True function and fitted parabola

This area, highlighted by a rectangle in the figure, can be easily approximated by a parabola, i.e., a polynomial of degree two. Assuming the functions were actually polynomials of degree two, quadratic programming gives an exact solution, because the total resource restriction (3) is linear.

Exploitation consists of two steps. In the first step, for each unit i a quadratic regression of the form

$$\begin{aligned} y_i = \gamma _{i,0} + \gamma _{i,1} \cdot x_i + \gamma _{i,2} \cdot (x_i)^2 \end{aligned}$$
(14)

is performed, where \(y_i\) and \(x_i\) are the sales and allocation values for unit i and \(\gamma _{i,j}\) are the coefficients to be estimated. For each regression, the data consist of all periods observed so far (using only a smaller number of the most recent values does not improve results).

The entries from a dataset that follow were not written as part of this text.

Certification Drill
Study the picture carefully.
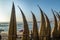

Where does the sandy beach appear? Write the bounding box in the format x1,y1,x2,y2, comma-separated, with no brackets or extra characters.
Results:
0,32,23,40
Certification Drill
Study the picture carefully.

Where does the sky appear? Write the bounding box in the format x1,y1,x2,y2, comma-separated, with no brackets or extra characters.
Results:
0,0,60,22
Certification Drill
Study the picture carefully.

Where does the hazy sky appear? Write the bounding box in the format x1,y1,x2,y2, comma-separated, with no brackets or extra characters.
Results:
0,0,60,22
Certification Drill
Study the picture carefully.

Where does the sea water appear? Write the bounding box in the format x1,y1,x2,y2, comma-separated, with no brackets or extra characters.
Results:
0,22,53,32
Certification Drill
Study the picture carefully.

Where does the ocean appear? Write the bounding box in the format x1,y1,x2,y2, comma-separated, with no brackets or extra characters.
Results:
0,22,53,32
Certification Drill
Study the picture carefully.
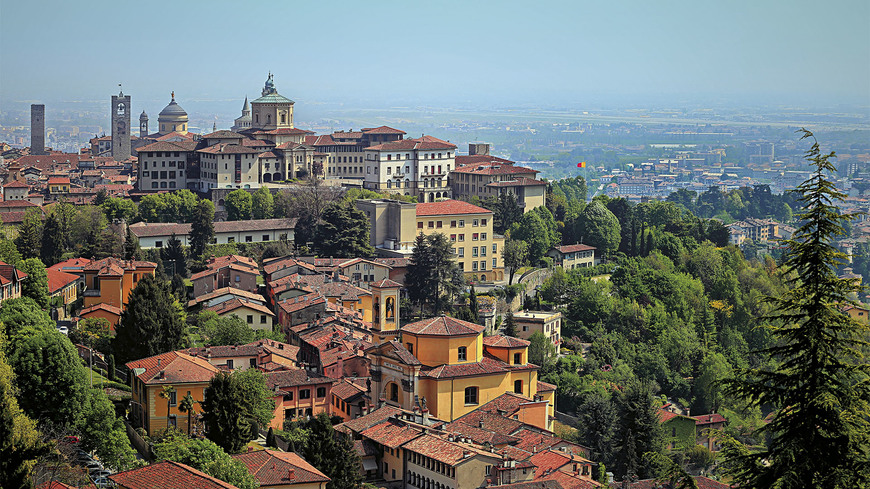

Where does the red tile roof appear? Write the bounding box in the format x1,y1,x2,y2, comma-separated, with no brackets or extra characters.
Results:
417,200,492,217
232,450,330,487
361,419,422,448
109,461,238,489
556,244,595,253
45,268,80,294
402,316,484,336
361,126,407,134
483,334,530,348
126,351,218,385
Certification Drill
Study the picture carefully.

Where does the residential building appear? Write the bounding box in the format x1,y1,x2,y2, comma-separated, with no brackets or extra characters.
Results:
547,244,595,270
206,299,275,331
366,316,555,427
45,268,85,319
82,257,157,311
514,311,562,353
196,255,260,297
266,370,337,430
232,449,331,489
109,461,238,489
363,136,456,202
450,145,547,212
126,351,219,436
130,218,296,249
0,261,27,302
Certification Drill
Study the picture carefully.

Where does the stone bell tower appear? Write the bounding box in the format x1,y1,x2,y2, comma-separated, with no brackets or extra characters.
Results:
112,91,130,161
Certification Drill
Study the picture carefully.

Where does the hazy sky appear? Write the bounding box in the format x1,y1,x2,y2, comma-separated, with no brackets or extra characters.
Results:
0,0,870,108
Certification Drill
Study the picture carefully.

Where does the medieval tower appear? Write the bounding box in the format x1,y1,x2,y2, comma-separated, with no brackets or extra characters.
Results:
30,104,48,155
112,92,130,161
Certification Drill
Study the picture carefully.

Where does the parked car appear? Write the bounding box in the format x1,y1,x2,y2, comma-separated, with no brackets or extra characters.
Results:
92,477,115,489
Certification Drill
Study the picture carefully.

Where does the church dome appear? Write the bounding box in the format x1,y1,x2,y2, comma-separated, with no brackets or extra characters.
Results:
159,92,187,117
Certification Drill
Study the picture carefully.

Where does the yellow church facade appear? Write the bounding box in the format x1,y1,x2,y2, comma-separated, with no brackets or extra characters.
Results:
367,316,555,429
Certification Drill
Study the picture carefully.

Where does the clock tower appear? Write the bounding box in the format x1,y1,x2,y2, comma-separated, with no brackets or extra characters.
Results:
112,91,130,161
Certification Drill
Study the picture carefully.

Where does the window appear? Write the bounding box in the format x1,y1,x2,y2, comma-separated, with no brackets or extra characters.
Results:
465,387,477,406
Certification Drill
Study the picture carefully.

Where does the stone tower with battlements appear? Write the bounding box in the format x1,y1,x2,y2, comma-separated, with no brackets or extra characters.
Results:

In the second step, an allocation that is optimal for these approximations obeying the total resource restriction is determined by quadratic programming using the method of Goldfarb and Idnani (1983). This allocation and its corresponding sales value constitute an additional data point for the next quadratic regression. This two-step process is repeated until a total of 40 periods is reached, where 40 is the planning horizon within our study.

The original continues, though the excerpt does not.